A partir da alfabetização esses alunos serão capazes de modificar o rumo de suas vidas,

uma vez que, aprender ler e escrever são os principais pontos de partida para os educandos

tornarem-se leitores críticos e conscientes de seu papel na sociedade.

A INVESTIGAÇÃO

Essa pesquisa foi desenvolvida na escola Ilha de Vera Cruz localizada na zona Oeste

de São Paulo. A escola funciona em período noturno onde a grande maioria destes alunos são

pessoas de baixa renda e que precisam trabalhar para manter sua família, tendo em vista que

muitos são casados.

Nossa intenção foi de ampliar o número de alunos entrevistados para o segundo

semestre, contudo, devido a compromissos assumidos, anteriormente, pela própria instituição

da EJA só nos foi possível entrevistar cinco desses educandos.

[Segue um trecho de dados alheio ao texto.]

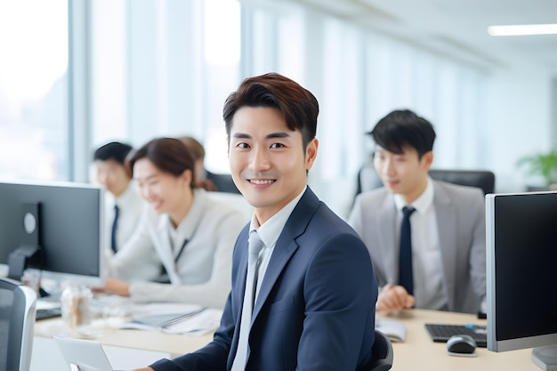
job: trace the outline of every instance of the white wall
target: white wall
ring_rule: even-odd
[[[486,165],[496,172],[497,191],[525,190],[539,180],[527,179],[516,161],[552,148],[552,76],[524,66],[498,71],[488,86]]]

A coleta de dados deu-se por meio de entrevistas, as quais puderam ser gravadas com a

ajuda de um dos alunos da própria sala.

A autorização para as entrevistas veio por meio do coordenador e da professora da sala,

porém tal procedimento só foi possível realizar fora do período de aula.

“Vozes do EJA"

Esta pesquisa situa-se no campo dos estudos da Educação, mais especificamente no

debate sobre a Educação de Jovens e Adultos (EJA). Trata-se de uma Modalidade de Ensino

direcionada a atender aos excluídos pela sociedade e pela escola ao longo do tempo e que,

pelos mais variados motivos, não obtiveram a escolarização básica na idade considerada

apropriada.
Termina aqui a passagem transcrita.